Nelsan Ellis, known for playing Lafayette Reynolds on HBO’s “True Blood,” died on Saturday of heart failure related to alcohol withdrawal, according to a statement released by his family on Monday. The actor was 39.
According to the family’s statement, Ellis had attempted to withdraw from alcohol on his own, but had a blood infection that caused his kidneys to “shut down,” his liver to swell, and his blood pressure to drop.
Ellis had “suffered with drug and alcohol abuse for years,” according to the statement. But he was “ashamed of his addiction and thus was reluctant to talk about it during his life.” The family hopes his life can “serve as a cautionary tale in an attempt to help others.”
Ellis was born in Harvey, Ill., and moved to Alabama during his childhood before returning to Chicago. He received his B.F.A. from Juilliard, and appeared on “True Blood” between 2008 and 2014.

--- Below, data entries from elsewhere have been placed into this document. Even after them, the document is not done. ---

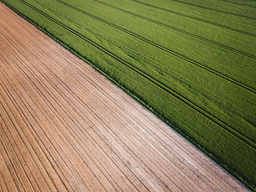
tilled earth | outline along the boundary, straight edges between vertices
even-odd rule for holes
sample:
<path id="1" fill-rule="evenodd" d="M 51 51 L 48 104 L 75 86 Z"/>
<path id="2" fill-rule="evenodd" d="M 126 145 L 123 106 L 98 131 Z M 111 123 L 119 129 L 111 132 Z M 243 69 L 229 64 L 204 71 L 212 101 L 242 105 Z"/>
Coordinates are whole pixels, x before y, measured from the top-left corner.
<path id="1" fill-rule="evenodd" d="M 2 3 L 0 15 L 0 191 L 248 191 Z"/>

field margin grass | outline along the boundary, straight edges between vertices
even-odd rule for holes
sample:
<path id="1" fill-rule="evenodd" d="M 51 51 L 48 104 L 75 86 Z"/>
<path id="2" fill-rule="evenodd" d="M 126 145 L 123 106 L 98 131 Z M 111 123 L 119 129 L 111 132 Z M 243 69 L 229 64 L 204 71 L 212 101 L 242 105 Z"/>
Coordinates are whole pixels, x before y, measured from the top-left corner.
<path id="1" fill-rule="evenodd" d="M 171 122 L 170 122 L 162 116 L 161 116 L 161 115 L 157 111 L 154 110 L 152 107 L 150 106 L 146 102 L 145 102 L 144 101 L 143 101 L 142 99 L 141 99 L 139 97 L 136 95 L 136 94 L 134 94 L 132 92 L 131 92 L 130 90 L 129 91 L 123 85 L 118 83 L 111 76 L 106 74 L 104 71 L 102 71 L 100 68 L 97 67 L 95 65 L 94 65 L 92 63 L 80 54 L 76 52 L 72 48 L 72 47 L 70 47 L 68 46 L 68 45 L 65 44 L 65 43 L 58 39 L 57 38 L 54 36 L 54 34 L 52 34 L 50 32 L 47 31 L 44 29 L 40 27 L 39 25 L 36 24 L 36 22 L 31 20 L 30 19 L 28 18 L 26 16 L 22 14 L 21 13 L 19 12 L 17 10 L 13 8 L 11 6 L 9 5 L 7 3 L 3 1 L 3 0 L 0 0 L 0 2 L 4 3 L 5 5 L 11 9 L 16 13 L 22 17 L 24 19 L 27 21 L 29 22 L 30 23 L 32 23 L 33 25 L 35 26 L 37 28 L 43 31 L 45 34 L 47 35 L 51 38 L 61 45 L 71 53 L 79 57 L 80 58 L 85 62 L 87 64 L 92 67 L 94 68 L 96 70 L 98 71 L 104 76 L 107 79 L 110 80 L 111 82 L 114 83 L 117 86 L 118 86 L 119 88 L 121 88 L 123 90 L 128 94 L 131 97 L 139 102 L 144 107 L 153 113 L 154 114 L 157 116 L 158 118 L 161 119 L 163 122 L 164 122 L 165 124 L 167 124 L 169 126 L 175 130 L 179 134 L 181 135 L 184 138 L 186 139 L 188 141 L 191 143 L 196 148 L 199 149 L 201 151 L 203 152 L 210 158 L 214 161 L 217 163 L 222 168 L 227 171 L 228 172 L 232 175 L 243 184 L 244 184 L 245 186 L 248 187 L 249 189 L 251 190 L 252 191 L 256 192 L 256 186 L 250 182 L 246 178 L 242 176 L 241 176 L 241 175 L 239 175 L 237 172 L 236 172 L 232 168 L 227 165 L 226 165 L 223 161 L 215 156 L 214 153 L 211 152 L 210 151 L 207 150 L 207 149 L 205 148 L 201 147 L 200 145 L 200 144 L 198 143 L 196 140 L 190 137 L 188 135 L 186 134 L 185 132 L 183 132 L 181 129 L 179 128 L 175 125 L 172 124 Z"/>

At Ellis’ time of death, HBO said in a statement, “Nelsan was a long-time member of the HBO family whose groundbreaking portrayal of Lafayette will be remembered fondly within the overall legacy of ‘True Blood.’ Nelsan will be dearly missed by his fans and all of us at HBO.”

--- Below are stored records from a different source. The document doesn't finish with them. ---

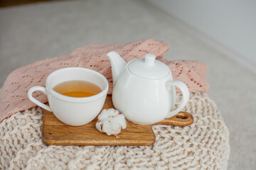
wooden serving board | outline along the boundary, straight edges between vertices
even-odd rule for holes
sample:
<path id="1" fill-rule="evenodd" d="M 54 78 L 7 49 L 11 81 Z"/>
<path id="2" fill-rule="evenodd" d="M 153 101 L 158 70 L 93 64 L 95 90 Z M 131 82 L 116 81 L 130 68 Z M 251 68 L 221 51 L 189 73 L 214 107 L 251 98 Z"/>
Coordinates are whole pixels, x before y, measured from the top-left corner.
<path id="1" fill-rule="evenodd" d="M 114 108 L 112 96 L 108 95 L 102 109 Z M 142 125 L 127 120 L 127 128 L 122 130 L 119 137 L 99 132 L 95 124 L 97 118 L 82 126 L 68 125 L 57 119 L 53 113 L 43 112 L 43 141 L 52 145 L 151 145 L 156 137 L 151 125 Z M 186 126 L 193 122 L 193 116 L 186 112 L 165 119 L 155 125 Z"/>

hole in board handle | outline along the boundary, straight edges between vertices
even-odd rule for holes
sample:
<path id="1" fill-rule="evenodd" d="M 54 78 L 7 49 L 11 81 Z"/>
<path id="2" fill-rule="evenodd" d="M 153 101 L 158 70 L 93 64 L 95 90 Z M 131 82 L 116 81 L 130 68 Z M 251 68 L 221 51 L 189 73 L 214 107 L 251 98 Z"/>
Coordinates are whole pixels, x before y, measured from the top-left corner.
<path id="1" fill-rule="evenodd" d="M 178 119 L 187 119 L 188 118 L 188 115 L 185 115 L 185 114 L 177 115 L 176 117 Z"/>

Read the full statement from Ellis’ family, released to Variety through his manager Emily Gerson Saines, below:
Nelsan’s father has bravely agreed for me to share the circumstances of Nelsan’s heart failure. Nelsan has suffered with drug and alcohol abuse for years. After many stints in rehab, Nelsan attempted to withdraw from alcohol on his own. According to his father, during his withdrawal from alcohol he had a blood infection, his kidneys shut down, his liver was swollen, his blood pressure plummeted, and his dear sweet heart raced out of control.

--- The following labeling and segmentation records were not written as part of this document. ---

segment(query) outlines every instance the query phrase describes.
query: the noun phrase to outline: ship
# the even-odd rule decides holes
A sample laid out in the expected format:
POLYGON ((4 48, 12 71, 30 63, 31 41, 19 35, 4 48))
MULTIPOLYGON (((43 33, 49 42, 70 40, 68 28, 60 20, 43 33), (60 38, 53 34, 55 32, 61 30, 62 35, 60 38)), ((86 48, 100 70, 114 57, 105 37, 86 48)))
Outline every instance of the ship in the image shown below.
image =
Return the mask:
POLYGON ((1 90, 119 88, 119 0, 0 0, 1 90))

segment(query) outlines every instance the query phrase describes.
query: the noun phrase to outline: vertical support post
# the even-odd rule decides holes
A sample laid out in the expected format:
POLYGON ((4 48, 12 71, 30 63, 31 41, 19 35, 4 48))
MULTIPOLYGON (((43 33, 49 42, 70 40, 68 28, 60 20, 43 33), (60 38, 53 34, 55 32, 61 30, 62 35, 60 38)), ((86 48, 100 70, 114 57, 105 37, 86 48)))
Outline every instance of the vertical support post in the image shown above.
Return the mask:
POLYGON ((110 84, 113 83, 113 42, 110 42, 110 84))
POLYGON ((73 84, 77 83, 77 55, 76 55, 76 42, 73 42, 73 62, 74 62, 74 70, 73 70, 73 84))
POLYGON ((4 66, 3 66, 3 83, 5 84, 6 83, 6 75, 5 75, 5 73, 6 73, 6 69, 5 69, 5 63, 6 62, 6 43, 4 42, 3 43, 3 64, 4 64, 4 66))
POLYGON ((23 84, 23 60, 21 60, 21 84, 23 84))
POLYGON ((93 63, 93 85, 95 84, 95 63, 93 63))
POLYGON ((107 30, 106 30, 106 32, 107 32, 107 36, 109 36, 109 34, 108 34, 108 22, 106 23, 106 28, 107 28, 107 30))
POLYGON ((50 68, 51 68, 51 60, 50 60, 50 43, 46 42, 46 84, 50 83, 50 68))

On the morning of Saturday July 8th, after four days in Woodhull Hospital, Nelsan was pronounced dead. Nelsan was a gentle, generous, and kind soul. He was a father, a son, a grandson, a brother, a nephew, and a great friend to those that were lucky enough to know him. Nelsan was ashamed of his addiction and thus was reluctant to talk about it during his life. His family, however, believes that in death he would want his life to serve as a cautionary tale in an attempt to help others.